I've just noticed that the oil level on my Elliott Omnimill is showing slightly low and a quick look at the manual recommends either Shell Vitrea 37 or Mobil Vactra Heavy, neither of which appear to be readily avilable locally. From what I can see Vactra Heavy is a ISO100 which I think equates to SAE30, and I do have a bottle of SAE30 compressor oil in the garage. The oil bath is for the column gearing for the horizontal head which also drives the table power feed -so would anyone care to hazard an opinion as to whether the compressor oil will be up to spec or I have I lost something in the translation ?

The oil is for the column gearing 

Thanks

Jim


----------



## Deanofid (Jul 15, 2010)

Vactra Heavy is ISO 100, as you've found, Jim. It's a standard quality hydraulic oil. I mean "standard", as
in, it doesn't have a lot of anti-rust additives. I don't know if your compressor oil is the same kind of 
thing as hydraulic oil. I think you should be able to find ISO 100 hydraulic oil at just about any auto and
farm supply, and it should do well for this. I don't know if you have a similar product there, but a general
'good-for-most-stuff' oil here is called hydraulic tractor fluid. It's a hydraulic oil made for lubrication of
gear driven hydraulic systems. Similar to Vactra Heavy, but with a few more additives to be compatible
in many applications.

The ISO and SAE products have equivalent ratings for some things, but are not really interchangeable. 
The two specifications are set at different temperature standards.
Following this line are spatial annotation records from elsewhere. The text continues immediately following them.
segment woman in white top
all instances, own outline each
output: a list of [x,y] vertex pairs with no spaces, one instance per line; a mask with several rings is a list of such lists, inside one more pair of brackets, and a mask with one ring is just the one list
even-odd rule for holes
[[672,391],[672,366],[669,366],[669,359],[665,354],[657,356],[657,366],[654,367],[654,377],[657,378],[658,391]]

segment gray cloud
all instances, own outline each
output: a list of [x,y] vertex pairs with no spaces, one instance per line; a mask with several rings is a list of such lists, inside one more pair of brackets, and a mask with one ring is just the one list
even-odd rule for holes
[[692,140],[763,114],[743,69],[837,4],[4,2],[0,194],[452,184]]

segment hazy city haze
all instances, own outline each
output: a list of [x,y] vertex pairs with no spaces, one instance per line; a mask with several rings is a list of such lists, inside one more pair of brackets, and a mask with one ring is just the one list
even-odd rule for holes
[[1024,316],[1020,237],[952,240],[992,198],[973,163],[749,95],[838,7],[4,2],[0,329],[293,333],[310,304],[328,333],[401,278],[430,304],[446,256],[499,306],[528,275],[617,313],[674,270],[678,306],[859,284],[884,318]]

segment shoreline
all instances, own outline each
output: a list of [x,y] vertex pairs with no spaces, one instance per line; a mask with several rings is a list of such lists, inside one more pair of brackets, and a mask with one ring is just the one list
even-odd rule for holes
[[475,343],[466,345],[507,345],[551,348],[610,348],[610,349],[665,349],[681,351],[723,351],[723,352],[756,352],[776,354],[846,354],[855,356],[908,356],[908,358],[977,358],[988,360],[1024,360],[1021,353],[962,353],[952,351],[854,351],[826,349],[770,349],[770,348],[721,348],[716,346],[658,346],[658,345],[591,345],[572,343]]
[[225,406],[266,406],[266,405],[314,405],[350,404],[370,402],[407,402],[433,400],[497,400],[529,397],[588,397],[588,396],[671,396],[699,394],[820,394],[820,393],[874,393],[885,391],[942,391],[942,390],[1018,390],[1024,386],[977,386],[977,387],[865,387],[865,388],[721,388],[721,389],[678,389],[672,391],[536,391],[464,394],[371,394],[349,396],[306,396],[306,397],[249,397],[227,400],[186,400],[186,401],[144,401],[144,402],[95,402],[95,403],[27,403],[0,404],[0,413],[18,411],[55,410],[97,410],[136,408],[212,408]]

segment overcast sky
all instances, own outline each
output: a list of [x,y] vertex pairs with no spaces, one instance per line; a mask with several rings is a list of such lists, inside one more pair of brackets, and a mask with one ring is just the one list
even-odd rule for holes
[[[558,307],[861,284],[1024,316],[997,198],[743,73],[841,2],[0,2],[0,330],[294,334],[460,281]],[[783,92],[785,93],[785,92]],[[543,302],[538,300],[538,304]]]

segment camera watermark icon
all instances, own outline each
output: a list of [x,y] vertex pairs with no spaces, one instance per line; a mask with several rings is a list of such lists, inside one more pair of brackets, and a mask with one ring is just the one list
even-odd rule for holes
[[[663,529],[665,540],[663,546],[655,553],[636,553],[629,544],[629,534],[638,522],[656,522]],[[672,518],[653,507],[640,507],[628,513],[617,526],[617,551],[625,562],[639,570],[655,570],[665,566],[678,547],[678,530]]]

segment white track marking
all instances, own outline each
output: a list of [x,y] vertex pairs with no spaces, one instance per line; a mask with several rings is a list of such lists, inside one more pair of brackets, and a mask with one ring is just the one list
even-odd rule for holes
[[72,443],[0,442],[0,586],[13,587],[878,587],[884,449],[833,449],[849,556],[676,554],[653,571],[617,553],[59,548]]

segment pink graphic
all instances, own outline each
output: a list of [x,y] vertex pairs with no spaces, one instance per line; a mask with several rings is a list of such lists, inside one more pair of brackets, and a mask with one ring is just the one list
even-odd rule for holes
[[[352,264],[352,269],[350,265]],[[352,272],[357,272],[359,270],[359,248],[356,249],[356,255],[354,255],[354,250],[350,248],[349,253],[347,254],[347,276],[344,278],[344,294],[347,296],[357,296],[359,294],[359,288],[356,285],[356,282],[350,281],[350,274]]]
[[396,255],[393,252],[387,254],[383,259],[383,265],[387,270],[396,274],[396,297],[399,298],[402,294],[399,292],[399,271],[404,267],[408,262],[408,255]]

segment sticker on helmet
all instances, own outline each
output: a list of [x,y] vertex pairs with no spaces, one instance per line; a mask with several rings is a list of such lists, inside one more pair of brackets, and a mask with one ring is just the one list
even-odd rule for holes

Your SAE 30 may be a similar 
weight, but not otherwise comparable to the ISO oil your Elliott wants.

Dean


----------



## Omnimill (Jul 17, 2010)

I came across the "Vactra" oils while searching for slideway oil for my VMC Mill.

http://www.mobil.com/IND/english/files/ss_vactra.pdf

There are at least 4 or 5 manufacturers of slideway lubricants if you google, the only problem I found was buying small quantities!

Vic.

Not sure if this is heavy enough but slideway 68 is avalable here (5th down) in 1 Litre bottles. http://www.chronos.ltd.uk/acatalog/Chronos_Catalogue_Oils__Lubricants___Adhesives_etc_124.html


----------



## Tin Falcon (Jul 17, 2010)

Shell Tellus 100 should work.
Tin


----------